Normal forms
Sitting here in Morgan Stanley, it’s hard to find free time. Things are always on the run.
But one day, I did find free time, and did what I had wanted to do for a very long time - learn about Normal forms in RDBMS.
Here is what I gathered from these websites :
- http://www.serverwatch.com/tutorials/article.php/1549781
- http://en.wikipedia.org/wiki/Database_normalization
- http://www.datamodel.org/NormalizationRules.html
1st Normal Form:
No multivalued attribute
StudID Course 12345 3100,3600,3900 54321 1300,2300,3400 (Wrong) No repeating group
StudID Course1 Course2 Course3 12345 3100 3600 3900 54321 1300 2300 3400 (Wrong) Presence of atleast one unique identifier (addn of ID field)
StudID Course 12345 3100 12345 3600 54321 1300 54321 2300 (Right)
There needs to be one composite key atleast. (One or more fields that can be used to distinguish every row uniquely). In the above example, if it was possible for the same student to take the same course twice, then we would have to add another uID field to bring the DB to the first normal form.
2nd Normal Form:
The DB is in this if all non-prime attributes are completely dependent on a candidate key. (and not on a part of it).
i.e. no repetition of key detail in one detail
StudID CourseID | StudNm ProfID ProfName |
---|---|
123456 310000 | April00 6789 David |
123456 410000 | April00 2345 David |
123456 210000 | April00 6789 David |
Candidate Key = StidID + CourseID
But StudNm (student name) depends only on StudID (and not on StudID + CourseID)
Had prof been just a function of course, even that would have to be removed.
Hence it is not in 2nd NF.
The ProfName-ProfID dependency is removed in the 3rd NF (where no attribute can be dependent on a non-key attribute in that table).
No part key dependencies can exist in 2nd NF.
None of the non-prime attributes of the table are functionally dependent on a part (proper subset) of a candidate key; in other words, all functional dependencies of non-prime attributes on candidate keys are full functional dependencies. For example, in an “Employees’ Skills” table whose attributes are Employee ID, Employee Address, and Skill, the combination of Employee ID and Skill uniquely identifies records within the table. Given that Employee Address depends on only one of those attributes – namely, Employee ID – the table is not in 2NF.

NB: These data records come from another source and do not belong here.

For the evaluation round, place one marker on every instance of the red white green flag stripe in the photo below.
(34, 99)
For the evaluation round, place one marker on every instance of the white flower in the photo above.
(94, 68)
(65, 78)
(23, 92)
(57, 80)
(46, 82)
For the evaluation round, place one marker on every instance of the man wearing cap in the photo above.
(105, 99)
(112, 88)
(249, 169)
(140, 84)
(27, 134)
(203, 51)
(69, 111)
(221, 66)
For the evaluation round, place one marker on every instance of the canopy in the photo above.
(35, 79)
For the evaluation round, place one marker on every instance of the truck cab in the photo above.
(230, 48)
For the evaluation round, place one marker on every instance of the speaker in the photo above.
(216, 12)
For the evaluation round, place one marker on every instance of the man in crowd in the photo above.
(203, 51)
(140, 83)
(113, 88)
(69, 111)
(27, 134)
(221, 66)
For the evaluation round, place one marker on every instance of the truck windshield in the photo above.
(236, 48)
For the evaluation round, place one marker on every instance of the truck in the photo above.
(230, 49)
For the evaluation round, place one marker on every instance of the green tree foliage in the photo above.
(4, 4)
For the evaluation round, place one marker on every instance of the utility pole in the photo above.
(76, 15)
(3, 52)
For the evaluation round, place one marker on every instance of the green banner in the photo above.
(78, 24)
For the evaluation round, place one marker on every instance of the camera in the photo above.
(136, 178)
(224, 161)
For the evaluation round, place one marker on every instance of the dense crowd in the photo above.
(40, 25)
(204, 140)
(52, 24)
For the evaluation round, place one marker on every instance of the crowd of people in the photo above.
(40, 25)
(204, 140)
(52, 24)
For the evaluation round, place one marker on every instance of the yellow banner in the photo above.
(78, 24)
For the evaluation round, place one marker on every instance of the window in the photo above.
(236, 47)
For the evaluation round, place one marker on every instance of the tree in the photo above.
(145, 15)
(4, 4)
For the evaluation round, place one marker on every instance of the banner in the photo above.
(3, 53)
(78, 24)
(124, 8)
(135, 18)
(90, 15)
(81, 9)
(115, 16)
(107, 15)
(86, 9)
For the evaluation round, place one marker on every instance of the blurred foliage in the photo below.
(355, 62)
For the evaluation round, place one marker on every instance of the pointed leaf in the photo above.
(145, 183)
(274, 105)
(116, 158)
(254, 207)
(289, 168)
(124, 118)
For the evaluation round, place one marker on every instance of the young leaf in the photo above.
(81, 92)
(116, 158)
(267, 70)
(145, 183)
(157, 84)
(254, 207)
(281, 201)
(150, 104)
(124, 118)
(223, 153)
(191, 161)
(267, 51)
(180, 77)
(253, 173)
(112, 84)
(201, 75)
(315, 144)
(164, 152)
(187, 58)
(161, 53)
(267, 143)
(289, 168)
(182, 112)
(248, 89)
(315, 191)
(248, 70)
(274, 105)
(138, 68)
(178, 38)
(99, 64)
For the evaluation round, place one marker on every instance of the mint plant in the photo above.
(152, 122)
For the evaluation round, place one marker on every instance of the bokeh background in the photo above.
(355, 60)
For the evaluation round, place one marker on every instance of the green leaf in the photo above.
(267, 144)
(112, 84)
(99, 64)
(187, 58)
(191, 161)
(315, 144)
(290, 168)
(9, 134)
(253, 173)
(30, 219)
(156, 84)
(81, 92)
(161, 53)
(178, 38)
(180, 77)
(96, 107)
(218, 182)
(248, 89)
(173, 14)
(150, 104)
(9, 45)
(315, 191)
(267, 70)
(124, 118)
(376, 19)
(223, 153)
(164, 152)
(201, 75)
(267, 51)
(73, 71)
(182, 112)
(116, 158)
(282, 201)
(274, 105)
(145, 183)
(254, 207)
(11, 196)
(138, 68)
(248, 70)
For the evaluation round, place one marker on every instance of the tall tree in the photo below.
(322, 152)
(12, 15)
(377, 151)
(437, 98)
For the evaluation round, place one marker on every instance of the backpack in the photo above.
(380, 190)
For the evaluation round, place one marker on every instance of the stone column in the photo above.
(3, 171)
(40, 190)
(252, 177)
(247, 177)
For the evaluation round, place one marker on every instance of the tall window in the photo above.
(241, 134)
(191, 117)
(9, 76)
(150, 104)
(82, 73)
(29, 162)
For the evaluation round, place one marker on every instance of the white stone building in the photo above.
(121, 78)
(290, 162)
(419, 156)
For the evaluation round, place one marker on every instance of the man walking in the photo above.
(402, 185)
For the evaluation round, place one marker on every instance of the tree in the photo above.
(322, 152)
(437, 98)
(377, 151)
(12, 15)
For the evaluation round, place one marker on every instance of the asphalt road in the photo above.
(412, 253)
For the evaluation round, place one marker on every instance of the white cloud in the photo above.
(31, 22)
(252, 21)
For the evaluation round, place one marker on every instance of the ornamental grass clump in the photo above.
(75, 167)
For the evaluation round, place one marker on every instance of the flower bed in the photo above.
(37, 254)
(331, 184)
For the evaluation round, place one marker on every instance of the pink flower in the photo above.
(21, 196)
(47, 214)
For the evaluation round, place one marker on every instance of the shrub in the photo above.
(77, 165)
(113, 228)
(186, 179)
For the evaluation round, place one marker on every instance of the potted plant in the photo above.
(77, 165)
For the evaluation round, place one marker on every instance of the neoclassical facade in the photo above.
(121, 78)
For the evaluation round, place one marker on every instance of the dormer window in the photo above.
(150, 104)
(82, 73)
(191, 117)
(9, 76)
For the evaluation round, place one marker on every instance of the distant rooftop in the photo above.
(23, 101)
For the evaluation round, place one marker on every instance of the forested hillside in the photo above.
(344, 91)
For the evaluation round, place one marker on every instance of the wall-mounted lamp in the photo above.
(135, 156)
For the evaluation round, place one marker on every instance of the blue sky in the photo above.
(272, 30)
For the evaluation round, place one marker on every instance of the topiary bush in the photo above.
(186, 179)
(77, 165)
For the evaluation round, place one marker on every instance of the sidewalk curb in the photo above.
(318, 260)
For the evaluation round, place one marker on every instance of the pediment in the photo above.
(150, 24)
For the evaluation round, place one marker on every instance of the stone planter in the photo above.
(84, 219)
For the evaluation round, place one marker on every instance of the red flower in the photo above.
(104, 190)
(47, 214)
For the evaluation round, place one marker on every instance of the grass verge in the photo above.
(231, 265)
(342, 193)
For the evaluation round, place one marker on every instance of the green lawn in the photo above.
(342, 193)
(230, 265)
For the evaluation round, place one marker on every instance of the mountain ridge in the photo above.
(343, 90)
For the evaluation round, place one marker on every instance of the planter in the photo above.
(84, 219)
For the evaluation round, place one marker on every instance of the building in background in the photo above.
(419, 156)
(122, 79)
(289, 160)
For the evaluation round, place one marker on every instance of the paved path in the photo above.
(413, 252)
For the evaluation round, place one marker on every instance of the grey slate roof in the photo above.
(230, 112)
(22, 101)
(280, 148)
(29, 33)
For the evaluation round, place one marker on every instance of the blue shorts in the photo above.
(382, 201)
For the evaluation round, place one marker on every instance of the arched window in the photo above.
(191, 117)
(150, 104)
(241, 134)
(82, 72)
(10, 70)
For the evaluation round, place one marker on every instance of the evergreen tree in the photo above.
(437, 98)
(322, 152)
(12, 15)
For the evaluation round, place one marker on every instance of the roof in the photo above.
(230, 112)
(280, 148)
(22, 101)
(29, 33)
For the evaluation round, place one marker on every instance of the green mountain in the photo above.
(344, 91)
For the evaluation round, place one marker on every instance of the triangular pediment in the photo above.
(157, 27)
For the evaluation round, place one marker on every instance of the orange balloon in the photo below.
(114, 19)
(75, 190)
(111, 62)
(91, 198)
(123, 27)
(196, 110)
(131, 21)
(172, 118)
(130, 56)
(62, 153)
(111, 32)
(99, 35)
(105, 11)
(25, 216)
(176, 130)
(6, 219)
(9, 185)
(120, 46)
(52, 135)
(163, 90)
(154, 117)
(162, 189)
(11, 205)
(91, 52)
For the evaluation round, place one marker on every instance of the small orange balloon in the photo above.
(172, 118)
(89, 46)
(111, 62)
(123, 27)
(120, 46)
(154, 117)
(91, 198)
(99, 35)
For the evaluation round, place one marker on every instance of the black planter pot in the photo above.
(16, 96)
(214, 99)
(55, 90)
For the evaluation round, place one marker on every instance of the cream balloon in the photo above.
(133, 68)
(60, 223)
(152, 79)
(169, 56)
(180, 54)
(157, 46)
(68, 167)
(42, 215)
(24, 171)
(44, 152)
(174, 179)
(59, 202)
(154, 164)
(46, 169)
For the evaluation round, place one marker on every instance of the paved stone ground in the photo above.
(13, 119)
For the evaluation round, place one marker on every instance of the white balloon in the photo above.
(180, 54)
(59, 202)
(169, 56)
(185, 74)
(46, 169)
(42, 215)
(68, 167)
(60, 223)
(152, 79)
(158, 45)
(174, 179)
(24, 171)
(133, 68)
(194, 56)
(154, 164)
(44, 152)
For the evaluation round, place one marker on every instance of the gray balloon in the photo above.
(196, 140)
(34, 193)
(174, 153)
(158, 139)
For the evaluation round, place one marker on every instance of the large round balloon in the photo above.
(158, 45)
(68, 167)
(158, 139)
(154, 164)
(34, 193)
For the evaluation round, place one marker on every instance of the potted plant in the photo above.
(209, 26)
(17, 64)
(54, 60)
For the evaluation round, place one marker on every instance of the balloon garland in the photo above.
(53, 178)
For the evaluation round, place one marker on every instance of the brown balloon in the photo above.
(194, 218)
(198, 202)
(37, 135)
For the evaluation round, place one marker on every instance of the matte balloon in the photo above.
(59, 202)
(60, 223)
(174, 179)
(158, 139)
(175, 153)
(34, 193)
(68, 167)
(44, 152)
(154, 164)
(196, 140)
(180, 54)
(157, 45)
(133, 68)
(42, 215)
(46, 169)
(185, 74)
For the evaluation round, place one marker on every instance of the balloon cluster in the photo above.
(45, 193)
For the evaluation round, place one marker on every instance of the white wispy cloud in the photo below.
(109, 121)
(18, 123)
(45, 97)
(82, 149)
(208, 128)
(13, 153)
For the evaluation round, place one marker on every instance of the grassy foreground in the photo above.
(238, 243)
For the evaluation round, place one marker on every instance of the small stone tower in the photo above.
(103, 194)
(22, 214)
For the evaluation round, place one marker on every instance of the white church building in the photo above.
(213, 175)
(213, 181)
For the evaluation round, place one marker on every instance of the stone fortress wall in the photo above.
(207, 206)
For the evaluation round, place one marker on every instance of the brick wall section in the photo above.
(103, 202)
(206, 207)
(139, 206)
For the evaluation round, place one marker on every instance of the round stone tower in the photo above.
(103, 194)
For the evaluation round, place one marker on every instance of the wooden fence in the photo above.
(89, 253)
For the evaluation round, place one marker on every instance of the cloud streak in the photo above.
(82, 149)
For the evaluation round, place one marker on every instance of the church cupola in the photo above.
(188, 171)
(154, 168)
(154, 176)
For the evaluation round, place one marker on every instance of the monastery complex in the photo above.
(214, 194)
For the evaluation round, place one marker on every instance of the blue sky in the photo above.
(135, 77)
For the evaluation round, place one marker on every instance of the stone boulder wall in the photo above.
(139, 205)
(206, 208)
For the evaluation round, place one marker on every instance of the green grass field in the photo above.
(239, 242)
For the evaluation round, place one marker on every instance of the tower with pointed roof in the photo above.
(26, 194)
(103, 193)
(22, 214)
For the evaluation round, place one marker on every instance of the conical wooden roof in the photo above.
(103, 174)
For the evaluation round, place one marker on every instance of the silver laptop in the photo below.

Candidate key: A candidate key is a minimal superkey, that is, a superkey for which we can say that no proper subset of it is also a superkey. {Employee Id, Skill} would be a candidate key for the “Employees’ Skills” table.
uperkey: A superkey is an attribute or set of attributes that uniquely identifies rows within a table; in other words, two distinct rows are always guaranteed to have distinct superkeys. {Employee ID, Employee Address, Skill} would be a superkey for the “Employees’ Skills” table; {Employee ID, Skill} would also be a superkey.
Non-prime attribute: A non-prime attribute is an attribute that does not occur in any candidate key. Employee Address would be a non-prime attribute in the “Employees’ Skills” table.
Primary key: Most DBMSs require a table to be defined as having a single unique key, rather than a number of possible unique keys. A primary key is a candidate key which the database designer has designated for this purpose.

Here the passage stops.